Listening to the intermittent smacking sounds on the other end of the line, Mia can picture her sister taking too-big bites from her pretraining peanut butter and jelly sandwich.
“I figured you guys went straight from dropping me off at the airport to the U-Haul rental place.”
“Huh?” Mia asks, squinting to discern how many people are with Cricket. The giggling has returned to full volume. “So you’re not mad?” she asks.
“I guess I’d say I’m resigned,” Cricket answers. “And on that note, I wanted to tell you I’m dating someone—she’s a girl, by the way, and her name is Yasmine, but everybody calls her Yaz.”
A pause stretches between them before Mia asks, “She’s sitting next to you, isn’t she?”
“Uh-huh.”
“Am I on speaker?”
“I didn’t say you were, and I’m not a sociopath, so no.”
“Wow!” Mia is beyond relieved that Cricket is okay about Oliver moving in, but it comes out as clumsy enthusiasm for someone she’s never met as she gushes, “I’m so happy for you—tell me everything!”
“Can she visit over winter break?”
“Absolutely!” Mia says, rushing back into the bedroom and trying to mouth to Oliver the big news. “This is so exciting!”
“I know,” Cricket says. “And I’m sorry I was such a dick about Coach, but now I get it.”
“Get what?”
“Love,” Cricket says, without an ounce of self-awareness. Mia scrunches her eyes shut from the immediate bout of secondhand embarrassment. Her sister is besotted.

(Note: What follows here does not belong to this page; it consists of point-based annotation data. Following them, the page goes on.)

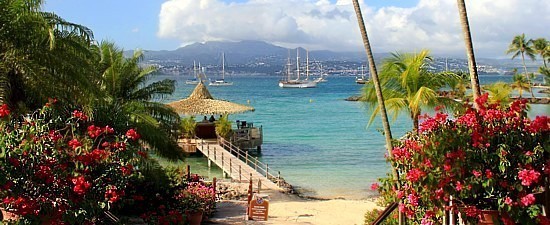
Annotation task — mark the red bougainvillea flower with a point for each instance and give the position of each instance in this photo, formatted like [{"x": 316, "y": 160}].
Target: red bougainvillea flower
[
  {"x": 132, "y": 134},
  {"x": 80, "y": 115},
  {"x": 113, "y": 194},
  {"x": 4, "y": 110},
  {"x": 527, "y": 200},
  {"x": 74, "y": 143},
  {"x": 528, "y": 177},
  {"x": 81, "y": 186},
  {"x": 415, "y": 174}
]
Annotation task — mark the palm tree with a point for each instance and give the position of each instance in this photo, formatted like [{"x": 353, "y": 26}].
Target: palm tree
[
  {"x": 541, "y": 47},
  {"x": 408, "y": 85},
  {"x": 520, "y": 83},
  {"x": 499, "y": 93},
  {"x": 128, "y": 100},
  {"x": 523, "y": 47},
  {"x": 41, "y": 56},
  {"x": 379, "y": 96},
  {"x": 460, "y": 84},
  {"x": 474, "y": 79}
]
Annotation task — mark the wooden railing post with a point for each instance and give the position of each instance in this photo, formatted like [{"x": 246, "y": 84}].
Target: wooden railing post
[
  {"x": 278, "y": 178},
  {"x": 259, "y": 185},
  {"x": 188, "y": 172}
]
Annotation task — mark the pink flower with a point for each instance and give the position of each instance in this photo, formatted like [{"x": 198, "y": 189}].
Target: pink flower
[
  {"x": 80, "y": 185},
  {"x": 528, "y": 200},
  {"x": 458, "y": 186},
  {"x": 4, "y": 110},
  {"x": 80, "y": 115},
  {"x": 74, "y": 143},
  {"x": 374, "y": 186},
  {"x": 528, "y": 177},
  {"x": 132, "y": 134},
  {"x": 508, "y": 200},
  {"x": 415, "y": 174},
  {"x": 488, "y": 173}
]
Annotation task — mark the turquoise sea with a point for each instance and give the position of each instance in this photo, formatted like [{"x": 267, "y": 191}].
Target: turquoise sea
[{"x": 320, "y": 143}]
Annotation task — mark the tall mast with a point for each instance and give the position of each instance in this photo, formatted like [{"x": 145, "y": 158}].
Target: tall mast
[
  {"x": 194, "y": 69},
  {"x": 298, "y": 63},
  {"x": 307, "y": 64},
  {"x": 223, "y": 66}
]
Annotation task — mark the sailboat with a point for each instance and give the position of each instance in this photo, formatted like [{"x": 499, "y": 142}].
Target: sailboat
[
  {"x": 221, "y": 82},
  {"x": 322, "y": 77},
  {"x": 195, "y": 79},
  {"x": 297, "y": 83},
  {"x": 362, "y": 79}
]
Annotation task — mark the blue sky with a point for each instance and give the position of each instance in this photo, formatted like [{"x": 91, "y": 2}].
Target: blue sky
[{"x": 394, "y": 25}]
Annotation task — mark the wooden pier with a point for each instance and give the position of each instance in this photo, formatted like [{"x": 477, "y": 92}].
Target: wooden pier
[{"x": 239, "y": 165}]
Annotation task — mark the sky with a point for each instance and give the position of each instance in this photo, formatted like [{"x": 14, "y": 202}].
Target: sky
[{"x": 392, "y": 25}]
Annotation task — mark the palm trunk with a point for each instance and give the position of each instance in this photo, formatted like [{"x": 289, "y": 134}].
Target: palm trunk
[
  {"x": 474, "y": 79},
  {"x": 380, "y": 98},
  {"x": 527, "y": 75}
]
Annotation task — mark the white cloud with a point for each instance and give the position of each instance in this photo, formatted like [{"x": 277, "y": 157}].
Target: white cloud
[{"x": 321, "y": 24}]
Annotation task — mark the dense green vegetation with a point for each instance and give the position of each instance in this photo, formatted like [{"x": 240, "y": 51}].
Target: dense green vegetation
[
  {"x": 407, "y": 85},
  {"x": 43, "y": 56}
]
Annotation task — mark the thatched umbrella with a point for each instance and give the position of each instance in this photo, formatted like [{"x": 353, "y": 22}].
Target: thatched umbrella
[{"x": 201, "y": 102}]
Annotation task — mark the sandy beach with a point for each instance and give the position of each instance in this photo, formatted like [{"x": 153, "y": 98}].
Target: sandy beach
[{"x": 292, "y": 209}]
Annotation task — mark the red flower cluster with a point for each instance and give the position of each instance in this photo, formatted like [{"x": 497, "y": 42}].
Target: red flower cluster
[
  {"x": 81, "y": 186},
  {"x": 4, "y": 110},
  {"x": 80, "y": 115},
  {"x": 528, "y": 177},
  {"x": 132, "y": 134},
  {"x": 113, "y": 194}
]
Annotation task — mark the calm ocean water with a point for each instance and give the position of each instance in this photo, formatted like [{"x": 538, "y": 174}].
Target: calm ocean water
[{"x": 319, "y": 142}]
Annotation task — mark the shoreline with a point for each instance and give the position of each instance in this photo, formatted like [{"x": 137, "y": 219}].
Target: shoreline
[
  {"x": 290, "y": 208},
  {"x": 536, "y": 100}
]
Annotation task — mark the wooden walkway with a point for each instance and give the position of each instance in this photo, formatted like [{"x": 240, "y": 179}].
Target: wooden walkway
[{"x": 238, "y": 165}]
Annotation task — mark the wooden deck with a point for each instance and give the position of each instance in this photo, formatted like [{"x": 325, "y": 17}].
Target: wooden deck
[{"x": 236, "y": 164}]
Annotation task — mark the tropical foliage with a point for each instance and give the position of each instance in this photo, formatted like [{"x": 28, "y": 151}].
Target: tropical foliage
[
  {"x": 499, "y": 93},
  {"x": 492, "y": 158},
  {"x": 520, "y": 46},
  {"x": 41, "y": 56},
  {"x": 128, "y": 100},
  {"x": 409, "y": 86},
  {"x": 58, "y": 170}
]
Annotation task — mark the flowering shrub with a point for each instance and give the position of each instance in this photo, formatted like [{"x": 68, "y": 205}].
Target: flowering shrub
[
  {"x": 197, "y": 197},
  {"x": 491, "y": 158},
  {"x": 56, "y": 170}
]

“It’s crazy, but I really get it now,” says Cricket, sharing a laugh with the woman next to her, this stranger Mia is suddenly dying to know. “And the nice thing is, now that I get it, I feel like we can be on the same team again.”
“We’re always on the same team.”
“Yeah, but it’s like what you said before I left—now it feels easier for me to cheer for you, too.”
After Mia hangs up with Cricket, she smiles at the purple walls and realizes that life has begun to right itself.
With Oliver by her side and her room extensively prepped, they roll out the first coat.
The Gray Owl provides the perfect backdrop to make Oliver’s green eyes pop as Mia fills him in on Cricket and Yaz.
“That’s fantastic!” Oliver says, stepping back to examine his work. “I thought she seemed different on our last FaceTime—like a different kind of happy than I’ve seen.”
Painting over what was, Mia listens to Oliver sing along to her playlist and imagines him as her husband, as the person to whom she’ll always be bound.
In her mind’s eye, she sees him become more vivid in this new form, as will she, a partner for life, and then co-parents, a family of their own, kids her mother will never meet, never kick a soccer ball to, or polar plunge with, or shop for at Goodwill.
The speed of her racing thoughts suddenly makes it difficult for Mia to catch her breath.
“Deep inhale,” Oliver says, crouched down beside her and rubbing her back. “I’m right here. Let’s do it together.”
Ever since the ninth of November four years ago, Mia has struggled to keep her footing in the chaotic tornado of heartbreak, financial stress, Cricket’s adolescence, and a pandemic. If she’d known what she would be forced to endure, Mia isn’t convinced she’d still be standing.
But here sheis.
What good fortune to be spared one’s fortune.
On the floor of her childhood bedroom, Mia breathes with Oliver.
She is coming to understand that love and loss live on the same coin.
It’s never heads or tails but joy and agony, grief and delight, spinning in the air, waiting on time and luck to determine not when this chapter ends but how the next one begins.